Businesses are much more confident about their own economic growth than the wider economy's prospects.
CPA Australia's 2022-2023 Asia-Pacific Small Business Survey found just 40 percent of New Zealand businesses expected the national economy to grow, which was one of the most pessimistic outlooks in the region.
"Small businesses are expecting sunshine despite the gloom," CPA Australia New Zealand country head Rick Jones said, adding that two-thirds expected their business to grow - up from 60 percent in 2021.
"It's a surprising but positive result given small businesses' relative pessimism about the New Zealand economy."
Just over 43 percent of businesses expected the economy to shrink this year, which was a gloomier outlook for New Zealand than during the height of the Covid-19 pandemic, when 38 percent expected the economy to shrink.
Jones said the survey results were perhaps more positive than current sentiment would suggest.
"We've had natural disasters, persistently high inflation, a worse-than-expected GDP result for the final quarter of 2022 and further interest rate rises," he said.
"That may have taken some of the gloss off business owners' confidence in the performance of their own businesses and contributed to pessimism about the New Zealand economy."
He said rising costs were a concern for 37 percent of business compared with 29 percent in 2021.
"We expect rising costs to continue to challenge businesses in 2023."
Rising costs were probably a reason why New Zealand businesses were investing less in digital technologies.
The percentage of businesses reporting more than 10 percent of their revenues came from online sales shrank to 36 percent last year from 40 percent in 2021, which was the lowest result among the 11 economies surveyed.
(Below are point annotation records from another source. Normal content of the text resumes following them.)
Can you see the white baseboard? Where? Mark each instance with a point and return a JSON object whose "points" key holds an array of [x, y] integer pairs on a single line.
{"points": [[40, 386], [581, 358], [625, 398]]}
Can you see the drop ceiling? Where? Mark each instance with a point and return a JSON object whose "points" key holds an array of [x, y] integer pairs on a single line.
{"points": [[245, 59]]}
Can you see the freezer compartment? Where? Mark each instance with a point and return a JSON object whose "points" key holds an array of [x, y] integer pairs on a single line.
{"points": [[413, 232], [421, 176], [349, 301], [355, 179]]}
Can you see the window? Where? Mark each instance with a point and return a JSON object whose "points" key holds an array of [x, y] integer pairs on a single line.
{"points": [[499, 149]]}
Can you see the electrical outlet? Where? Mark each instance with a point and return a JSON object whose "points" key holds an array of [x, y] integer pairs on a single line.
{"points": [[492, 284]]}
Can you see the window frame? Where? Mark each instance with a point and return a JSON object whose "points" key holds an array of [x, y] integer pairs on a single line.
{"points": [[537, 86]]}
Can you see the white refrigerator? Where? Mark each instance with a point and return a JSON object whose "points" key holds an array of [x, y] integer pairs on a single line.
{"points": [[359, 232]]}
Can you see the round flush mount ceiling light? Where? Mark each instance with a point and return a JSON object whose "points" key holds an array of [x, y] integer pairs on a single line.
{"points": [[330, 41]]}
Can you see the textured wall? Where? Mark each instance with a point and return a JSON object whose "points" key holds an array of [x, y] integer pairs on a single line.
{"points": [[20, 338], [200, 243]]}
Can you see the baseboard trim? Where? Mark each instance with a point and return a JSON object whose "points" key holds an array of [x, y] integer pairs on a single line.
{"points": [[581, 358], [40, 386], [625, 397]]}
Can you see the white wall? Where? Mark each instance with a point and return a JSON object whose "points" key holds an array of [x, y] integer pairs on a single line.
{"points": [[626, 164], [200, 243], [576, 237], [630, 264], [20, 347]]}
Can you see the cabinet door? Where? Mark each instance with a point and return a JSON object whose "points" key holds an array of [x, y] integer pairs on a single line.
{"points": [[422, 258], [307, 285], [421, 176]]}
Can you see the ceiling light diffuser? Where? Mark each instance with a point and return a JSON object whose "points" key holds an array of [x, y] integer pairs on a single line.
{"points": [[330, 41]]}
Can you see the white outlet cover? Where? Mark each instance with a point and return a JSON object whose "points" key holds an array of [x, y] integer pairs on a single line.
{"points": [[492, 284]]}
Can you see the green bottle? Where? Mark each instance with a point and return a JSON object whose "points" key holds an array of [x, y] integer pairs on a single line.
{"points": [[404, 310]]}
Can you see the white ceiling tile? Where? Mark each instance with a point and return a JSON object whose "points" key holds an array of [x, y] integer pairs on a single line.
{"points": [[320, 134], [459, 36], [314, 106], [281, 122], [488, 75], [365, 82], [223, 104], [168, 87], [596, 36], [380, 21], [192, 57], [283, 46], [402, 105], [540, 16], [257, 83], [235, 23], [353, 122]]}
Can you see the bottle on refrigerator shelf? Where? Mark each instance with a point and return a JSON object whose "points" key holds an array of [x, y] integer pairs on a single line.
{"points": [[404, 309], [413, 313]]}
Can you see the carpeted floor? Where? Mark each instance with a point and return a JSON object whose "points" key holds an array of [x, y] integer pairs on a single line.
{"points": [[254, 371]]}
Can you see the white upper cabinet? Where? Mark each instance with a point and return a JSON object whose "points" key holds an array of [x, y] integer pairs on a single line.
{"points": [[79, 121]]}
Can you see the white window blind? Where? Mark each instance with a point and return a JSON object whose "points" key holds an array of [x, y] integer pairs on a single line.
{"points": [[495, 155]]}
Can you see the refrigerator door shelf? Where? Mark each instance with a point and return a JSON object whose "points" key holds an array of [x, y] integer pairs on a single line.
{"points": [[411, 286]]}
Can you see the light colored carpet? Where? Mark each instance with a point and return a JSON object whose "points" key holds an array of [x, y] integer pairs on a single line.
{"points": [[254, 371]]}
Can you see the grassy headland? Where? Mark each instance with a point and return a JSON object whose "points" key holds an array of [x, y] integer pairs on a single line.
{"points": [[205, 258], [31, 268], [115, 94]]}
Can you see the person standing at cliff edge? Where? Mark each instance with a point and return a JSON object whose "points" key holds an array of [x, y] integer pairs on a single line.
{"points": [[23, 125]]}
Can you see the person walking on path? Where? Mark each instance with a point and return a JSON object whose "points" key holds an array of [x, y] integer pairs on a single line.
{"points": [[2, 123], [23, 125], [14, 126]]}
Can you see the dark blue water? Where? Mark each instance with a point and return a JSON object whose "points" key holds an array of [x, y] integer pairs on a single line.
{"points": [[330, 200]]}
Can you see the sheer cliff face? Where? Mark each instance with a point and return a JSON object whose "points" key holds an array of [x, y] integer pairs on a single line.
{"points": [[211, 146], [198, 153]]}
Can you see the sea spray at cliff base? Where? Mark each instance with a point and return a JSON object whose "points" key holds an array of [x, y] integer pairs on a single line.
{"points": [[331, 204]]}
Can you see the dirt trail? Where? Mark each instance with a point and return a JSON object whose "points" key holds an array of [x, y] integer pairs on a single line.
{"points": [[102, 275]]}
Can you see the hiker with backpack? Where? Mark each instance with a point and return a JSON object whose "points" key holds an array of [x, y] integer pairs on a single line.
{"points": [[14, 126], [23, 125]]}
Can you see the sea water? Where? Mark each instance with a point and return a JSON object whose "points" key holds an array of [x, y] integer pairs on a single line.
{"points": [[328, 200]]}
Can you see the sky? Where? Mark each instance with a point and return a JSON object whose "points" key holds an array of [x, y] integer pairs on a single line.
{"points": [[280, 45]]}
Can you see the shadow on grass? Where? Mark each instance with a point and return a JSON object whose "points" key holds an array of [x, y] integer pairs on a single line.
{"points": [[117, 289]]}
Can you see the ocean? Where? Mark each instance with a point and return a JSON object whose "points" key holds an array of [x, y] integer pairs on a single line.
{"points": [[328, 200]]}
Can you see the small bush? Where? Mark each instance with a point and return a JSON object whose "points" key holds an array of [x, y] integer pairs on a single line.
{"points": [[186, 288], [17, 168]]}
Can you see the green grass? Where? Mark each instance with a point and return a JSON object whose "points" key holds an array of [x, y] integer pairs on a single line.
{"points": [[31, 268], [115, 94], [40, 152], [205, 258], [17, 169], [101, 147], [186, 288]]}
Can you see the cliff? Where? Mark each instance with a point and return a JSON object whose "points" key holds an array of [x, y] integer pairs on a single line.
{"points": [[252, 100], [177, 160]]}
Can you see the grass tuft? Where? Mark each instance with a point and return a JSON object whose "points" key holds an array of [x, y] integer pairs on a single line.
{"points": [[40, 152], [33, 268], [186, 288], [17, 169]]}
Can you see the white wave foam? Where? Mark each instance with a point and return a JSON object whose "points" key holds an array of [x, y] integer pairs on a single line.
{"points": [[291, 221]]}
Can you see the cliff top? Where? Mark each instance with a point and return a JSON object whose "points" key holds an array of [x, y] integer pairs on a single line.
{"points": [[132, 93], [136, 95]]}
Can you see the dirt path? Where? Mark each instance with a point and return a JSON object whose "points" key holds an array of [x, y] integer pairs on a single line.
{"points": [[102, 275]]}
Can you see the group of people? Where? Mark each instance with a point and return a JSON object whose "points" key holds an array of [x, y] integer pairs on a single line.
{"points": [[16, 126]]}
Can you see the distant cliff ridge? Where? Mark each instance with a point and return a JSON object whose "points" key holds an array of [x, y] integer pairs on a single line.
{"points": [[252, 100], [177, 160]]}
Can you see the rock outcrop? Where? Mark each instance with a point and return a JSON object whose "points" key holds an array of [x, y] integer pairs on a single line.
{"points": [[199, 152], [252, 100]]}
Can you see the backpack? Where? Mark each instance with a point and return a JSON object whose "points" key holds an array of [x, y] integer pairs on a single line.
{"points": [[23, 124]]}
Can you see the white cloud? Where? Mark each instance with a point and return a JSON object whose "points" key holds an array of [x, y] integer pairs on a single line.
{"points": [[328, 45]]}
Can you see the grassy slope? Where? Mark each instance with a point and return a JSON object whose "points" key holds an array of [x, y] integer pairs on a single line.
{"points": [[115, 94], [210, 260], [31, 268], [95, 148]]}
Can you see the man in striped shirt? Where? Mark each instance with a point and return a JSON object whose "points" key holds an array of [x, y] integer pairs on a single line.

New Zealand small businesses were the least likely to use social media for business purposes at 34 percent, and were also least likely to offer digital payment options such as PayPal or Google Pay at 42 percent.
They were also second least likely to use IT consultants and specialists at 17 percent.
"One possible explanation for the lack of digital take-up is the poor short-term returns businesses achieve on technology investment," Jones said.
"Only 37 percent of New Zealand's small businesses reported their investment in technology last year improved their profitability. This was the third worst result of all the markets surveyed."
In addition, 42 percent spent little time or money to address environmental, sustainable and governance (ESG) matters, which put it near the bottom of the region's rankings.
Jones said ESG was an increasingly important measure of businesses' performance and they needed to invest more to keep up with the rest of the region.
He said small businesses were also second least likely to seek access to external finance, despite an increase in the number reporting difficulty accessing finance last year.
Of those businesses that required funding, 54 percent said they found the experience difficult, compared to 18 percent in 2021.
Jones said accessing finance was expected to continue to be difficult this year, with 50 percent forecasting the experience to be tough, which was well above the survey average of 27 percent.
"Members are telling us that small businesses are having to jump through more hoops due to the requirements of the Credit Contracts and Consumer Finance Act, rather than seeing any tightening of credit availability from banks.
"The government should review whether the Act is having unintended consequences for business seeking to access finance."